Lydia (elle aussi) convaincue par l’Apple Watch

La start-up française Lydia poursuit son développement et se diversifie en annonçant le portage de son application de paiement mobile sur Apple Watch. Cette initiative se démarque en plaçant ce wearable device au cœur de la transaction de paiement et de l’identification du client final.

Lydia insiste sur sa volonté de diversification : transferts mobiles P2P, m-paiement, e-paiement. Plusieurs cas d’usage sont ainsi pris en compte. C’est dans cette optique que son application mobile a été adaptée à l’Apple Watch.

Extension de la version mobile, l’application dédiée à la montre permet de finaliser des paiements mobiles. Pour ce service, le numéro de mobile du client serait envisagé comme identifiant.

La demande de paiement est envoyée vers la montre de l’utilisateur du service et permet alors de valider la transaction en un clic, mettant en œuvre un processus d’authentification à deux facteurs. Il s’agirait aussi, selon Lydia, de proposer une alternative à 3-D Secure.

Notre Analyse : Lydia se donne les moyens de ses ambitions

L’approche retenue par Lydia est particulière car elle donne à l’Apple Watch un rôle dans le processus d’identification du client. La start-up ne cache pas ses ambitions de croissance et a levé 3,6 millions d’euros fin 2014. La présentation de ce service intervient d’ailleurs avant même le lancement d’Apple Pay en France.

Lydia cherche aussi bien à séduire les acteurs en ligne que physiques. Elle présente son service, et les alternatives associées, comme un moyen de limiter la frustration des clients. Voir aussi les Observatoires de janvier et juin 2014

Pour rappel, Lydia présente des tarifs attractifs pour faire face à la concurrence. Les points de vente accepteurs doivent s’acquitter d’une commission de 0,3 % par transaction ainsi que d’un abonnement mensuel de 4,90 à 49,90 euros selon des options retenues.
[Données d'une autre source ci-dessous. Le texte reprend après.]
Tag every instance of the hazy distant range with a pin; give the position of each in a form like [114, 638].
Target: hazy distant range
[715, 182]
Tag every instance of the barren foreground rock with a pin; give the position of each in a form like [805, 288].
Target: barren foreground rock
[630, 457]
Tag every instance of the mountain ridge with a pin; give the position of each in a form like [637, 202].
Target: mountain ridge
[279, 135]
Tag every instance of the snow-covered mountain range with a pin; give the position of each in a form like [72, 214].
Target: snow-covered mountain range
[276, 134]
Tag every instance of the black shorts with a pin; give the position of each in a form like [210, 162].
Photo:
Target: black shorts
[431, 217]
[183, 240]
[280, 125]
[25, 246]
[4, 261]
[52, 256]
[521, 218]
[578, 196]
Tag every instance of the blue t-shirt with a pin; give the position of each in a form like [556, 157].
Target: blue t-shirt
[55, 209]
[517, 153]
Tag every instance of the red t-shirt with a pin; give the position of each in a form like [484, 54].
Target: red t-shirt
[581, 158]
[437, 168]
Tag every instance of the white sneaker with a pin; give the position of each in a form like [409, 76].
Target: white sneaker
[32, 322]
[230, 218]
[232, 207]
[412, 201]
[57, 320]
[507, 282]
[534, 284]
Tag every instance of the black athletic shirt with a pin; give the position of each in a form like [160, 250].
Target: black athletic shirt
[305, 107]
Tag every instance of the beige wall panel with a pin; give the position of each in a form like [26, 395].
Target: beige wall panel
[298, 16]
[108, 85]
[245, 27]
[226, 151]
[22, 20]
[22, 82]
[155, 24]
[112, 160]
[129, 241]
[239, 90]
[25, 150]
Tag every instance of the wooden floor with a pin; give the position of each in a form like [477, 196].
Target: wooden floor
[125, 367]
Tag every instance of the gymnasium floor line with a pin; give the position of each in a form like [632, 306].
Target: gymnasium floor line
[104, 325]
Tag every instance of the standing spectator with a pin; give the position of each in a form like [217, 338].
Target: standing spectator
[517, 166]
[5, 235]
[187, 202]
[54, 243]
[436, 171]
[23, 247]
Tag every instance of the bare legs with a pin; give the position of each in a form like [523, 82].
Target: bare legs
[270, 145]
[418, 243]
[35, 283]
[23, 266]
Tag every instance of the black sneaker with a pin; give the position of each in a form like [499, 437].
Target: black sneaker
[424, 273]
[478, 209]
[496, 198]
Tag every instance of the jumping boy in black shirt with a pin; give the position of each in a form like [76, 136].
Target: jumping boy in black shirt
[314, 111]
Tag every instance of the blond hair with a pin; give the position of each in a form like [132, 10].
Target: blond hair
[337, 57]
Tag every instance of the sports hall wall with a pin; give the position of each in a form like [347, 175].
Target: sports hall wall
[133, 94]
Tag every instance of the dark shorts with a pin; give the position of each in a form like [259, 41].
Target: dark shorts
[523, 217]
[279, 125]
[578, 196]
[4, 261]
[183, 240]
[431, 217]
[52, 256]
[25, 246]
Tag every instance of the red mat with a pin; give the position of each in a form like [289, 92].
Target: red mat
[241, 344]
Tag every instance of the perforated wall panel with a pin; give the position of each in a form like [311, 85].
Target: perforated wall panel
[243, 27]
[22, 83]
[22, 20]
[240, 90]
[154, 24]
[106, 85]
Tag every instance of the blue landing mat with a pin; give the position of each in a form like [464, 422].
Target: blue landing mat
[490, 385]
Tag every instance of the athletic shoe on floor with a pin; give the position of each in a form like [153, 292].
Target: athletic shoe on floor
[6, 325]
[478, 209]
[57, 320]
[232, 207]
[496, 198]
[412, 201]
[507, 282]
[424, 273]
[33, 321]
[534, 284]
Côté e-commerce un bouton de paiement dédié devrait bientôt être proposé ; le site sera facturé 1,5 % + 0,06 euro par transaction. Les négociations seraient en cours avec PriceMinister.

En magasin, l’utilisateur peut, depuis l’application, saisir le montant de sa transaction et présenter son QR code au commerçant. Des balises BLE ont également été testées mi-2014.